Many brands are now using media monitoring data to keep up with how they are portrayed online, but it’s easy to become overwhelmed by the sheer quantity of information available.
Visibrain has come up with the 11 crucial mistakes to avoid when setting up a winning media monitoring strategy, along with the best practices that will help you to get the most out of your data.
Mistake 1: Picking the wrong person for the job
Media monitoring is vital for reputation management and should never be delegated to an intern. Make sure that you pick someone qualified for the job.
Of course, the ideal person to have in charge of your monitoring should have a good knowledge of media monitoring tools and data analysis. But they also need to have the necessary intuition and PR skills to identify a budding crisis and alert the rest of the team before it has time to snowball.
On top of that, they need to know your brand inside out. Make sure they’re well-briefed on any “smoking” issues that require constant attention, as well as your brand’s PR history.

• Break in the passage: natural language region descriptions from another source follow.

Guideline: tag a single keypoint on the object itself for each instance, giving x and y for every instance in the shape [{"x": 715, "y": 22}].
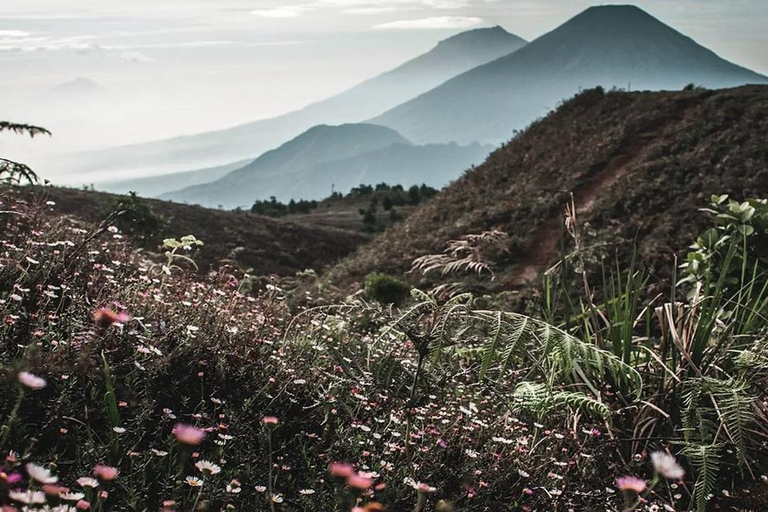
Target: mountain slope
[
  {"x": 267, "y": 245},
  {"x": 155, "y": 186},
  {"x": 435, "y": 165},
  {"x": 449, "y": 58},
  {"x": 276, "y": 171},
  {"x": 640, "y": 166},
  {"x": 611, "y": 46}
]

For example, the head of media monitoring at McDonald’s should know that in 2015, the brand’s Mexican branch experienced backlash on social media for an ad criticizing the national dish. This information could have been used to help the brand to avoid making exactly the same mistake in Italy a few months later with an ad that criticized pizza…
Mistake 2: Monitoring “by hand”
Given the gargantuan amounts of information that come from social media and the online world on a daily basis, monitoring by hand is simply no longer an option. The hundreds of millions of news stories, blog articles, social media posts, photos, videos being published every day are impossible to sift through manually without the right tools.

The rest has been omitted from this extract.